Il s’agira dans ce chapitre non pas d’établir un « guide » de cette sémiologie particulière mais plutôt de souligner les aspects originaux qui font de notre exercice une remise en question prmanente de notre savoir et de nos pratiques.


Être psychiatre en milieu carcéral implique une certaine curiosité pour le crime et surtout ceux qui le commettent. La criminologie, cet objet de fascination, attire juristes, médecins… et politiques. Chacun en comprendra donc son enjeu. Ses théories varient, et même si certaines font actuellement sourire, elles ont chacune contribué aux avancées de cette science bien particulière dont nous voudrions tous comprendre les rouages. Loin des clichés dont les médias se font actuellement le vecteur en repaissant les téléspectateurs de séries à la recherche d’un audimat toujours supérieur, les criminels s’avèrent dans l’immense majorité des cas des sujets en perte de repères sociaux, familiaux, pour lesquels une convergence de facteurs conduit un jour à franchir le seuil donné par l’époque de la Loi.
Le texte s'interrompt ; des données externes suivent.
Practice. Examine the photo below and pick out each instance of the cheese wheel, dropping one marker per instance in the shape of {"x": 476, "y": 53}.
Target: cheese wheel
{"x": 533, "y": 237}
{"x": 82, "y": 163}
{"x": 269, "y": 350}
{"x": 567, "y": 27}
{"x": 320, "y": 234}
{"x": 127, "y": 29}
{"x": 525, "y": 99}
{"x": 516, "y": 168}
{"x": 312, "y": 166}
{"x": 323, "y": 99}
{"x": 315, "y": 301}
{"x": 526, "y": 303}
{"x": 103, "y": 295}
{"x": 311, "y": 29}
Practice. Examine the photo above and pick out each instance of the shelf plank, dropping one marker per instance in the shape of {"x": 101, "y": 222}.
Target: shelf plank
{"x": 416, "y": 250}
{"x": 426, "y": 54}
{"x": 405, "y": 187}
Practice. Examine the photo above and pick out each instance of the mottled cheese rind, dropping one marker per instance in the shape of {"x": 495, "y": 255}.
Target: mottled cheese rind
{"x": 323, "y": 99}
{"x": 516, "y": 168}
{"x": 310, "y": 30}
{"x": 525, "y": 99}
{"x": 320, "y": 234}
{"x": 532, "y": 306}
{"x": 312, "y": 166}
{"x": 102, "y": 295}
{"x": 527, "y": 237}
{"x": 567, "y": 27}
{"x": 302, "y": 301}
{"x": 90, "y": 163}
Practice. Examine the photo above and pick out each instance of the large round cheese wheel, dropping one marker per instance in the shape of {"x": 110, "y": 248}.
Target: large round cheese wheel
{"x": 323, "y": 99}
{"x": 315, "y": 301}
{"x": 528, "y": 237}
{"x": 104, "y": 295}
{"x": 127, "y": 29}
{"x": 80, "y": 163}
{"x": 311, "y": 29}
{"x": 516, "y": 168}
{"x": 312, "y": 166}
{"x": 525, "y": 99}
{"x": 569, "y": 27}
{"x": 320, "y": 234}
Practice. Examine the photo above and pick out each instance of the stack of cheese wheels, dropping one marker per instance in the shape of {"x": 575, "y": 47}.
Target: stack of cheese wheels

Parmi eux se retrouve un nombre de plus en plus important de malades mentaux.



La fonction de psychiatre


Notre fonction consiste à détecter les troubles psychiatriques chez les entrants, d’ailleurs bien souvent connus de leur secteur, tenter d’évaluer le potentiel suicidaire de ces personnes, qui vivent, quoi qu’elles en disent un traumatisme majeur, soigner les pathologies existantes ou naissantes et enfin assurer la continuité des soins entrepris lors de leur libération. Travailler en prison nécessite de solides repères cliniques… parce qu’ils vont être bousculés. Vouloir appliquer nos connaissances sans tenir compte des multiples interfaces serait un aveuglement que seuls peuvent comprendre ceux qui ont travaillé avec cette population entre les murs.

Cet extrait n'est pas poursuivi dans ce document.